WITH TopStations AS (
    SELECT 
        start_station_name,
        COUNT(*) AS total_rides
    FROM 
        combined_tripdata
    GROUP BY 
        start_station_name
    ORDER BY 
        total_rides DESC
    LIMIT 10
)
SELECT 
    ts.start_station_name,
    ts.total_rides,
    ct.member_casual,
    COUNT(ct.member_casual) AS rider_count
FROM 
    TopStations ts
JOIN 
    combined_tripdata ct
ON 
    ts.start_station_name = ct.start_station_name
GROUP BY 
    ts.start_station_name, ct.member_casual, ts.total_rides
ORDER BY 
    ts.total_rides DESC, ts.start_station_name;
"""

# Execute the query and fetch the results
top_stations = pd.read_sql(query, conn)

# Pivot the results for better visualization
pivot_table = top_stations.pivot(index='start_station_name', columns='member_casual', values='rider_count').fillna(0)
pivot_table['total_rides'] = pivot_table.sum(axis=1)
pivot_table = pivot_table.sort_values('total_rides', ascending=False)

# Plot the results
pivot_table[['casual', 'member']].plot(kind='bar', stacked=True, figsize=(12, 6))
plt.xlabel('Start Station Name')
plt.ylabel('Number of Riders')
plt.title('Top 10 Stations by Number of Riders (Casual vs Member)')
plt.legend(title='Rider Type')
plt.xticks(rotation=45, ha='right')
plt.grid(True)
plt.tight_layout()
plt.show()

### Summary

The season for the bike share satrts in March and peaks around July and August with members lasting longer into September. 
Casual riders tend to use the bike share on the weekends with members using the bike share during the week.
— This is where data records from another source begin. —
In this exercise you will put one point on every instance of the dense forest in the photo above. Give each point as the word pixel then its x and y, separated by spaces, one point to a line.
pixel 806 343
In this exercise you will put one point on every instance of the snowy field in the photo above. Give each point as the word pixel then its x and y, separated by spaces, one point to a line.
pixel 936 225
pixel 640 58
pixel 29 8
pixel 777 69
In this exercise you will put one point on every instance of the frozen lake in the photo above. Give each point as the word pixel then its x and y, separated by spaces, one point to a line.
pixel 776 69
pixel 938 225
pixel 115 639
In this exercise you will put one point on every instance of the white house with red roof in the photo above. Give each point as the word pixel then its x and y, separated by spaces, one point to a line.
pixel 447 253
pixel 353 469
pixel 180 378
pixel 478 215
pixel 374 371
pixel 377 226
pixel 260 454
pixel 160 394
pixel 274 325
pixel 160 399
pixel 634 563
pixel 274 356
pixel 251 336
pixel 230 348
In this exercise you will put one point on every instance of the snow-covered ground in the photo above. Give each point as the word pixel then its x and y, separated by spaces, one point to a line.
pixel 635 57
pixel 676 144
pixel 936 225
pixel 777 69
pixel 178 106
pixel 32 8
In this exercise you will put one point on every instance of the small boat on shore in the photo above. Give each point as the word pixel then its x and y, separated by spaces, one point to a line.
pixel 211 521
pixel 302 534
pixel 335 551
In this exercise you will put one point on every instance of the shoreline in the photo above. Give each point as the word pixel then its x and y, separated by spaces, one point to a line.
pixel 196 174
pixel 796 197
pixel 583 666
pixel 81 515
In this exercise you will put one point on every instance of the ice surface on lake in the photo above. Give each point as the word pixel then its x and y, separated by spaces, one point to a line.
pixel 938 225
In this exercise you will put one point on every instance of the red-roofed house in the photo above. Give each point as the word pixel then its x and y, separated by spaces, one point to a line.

There are large areas for conversion at the #1 ranked station with 4000 casual rides taken from that station and 6000 membership rides. It looks like this area could be a good target area for commuters. Same with the #2 ranked station. 
There are twice as many membership riders as there are casual riders, showing a trend moving from casual riders to memberships. 
Both members and casual riders use electric bikes over classic bikes. With casual riders taking rides twice as long as members. 

### Recommendations 

Target Top 4 stations to convert casual members to memberships. Give discounted rate to commuters in that area for membership. Adverize in local businesses around top stations. Advertize in events around those areas.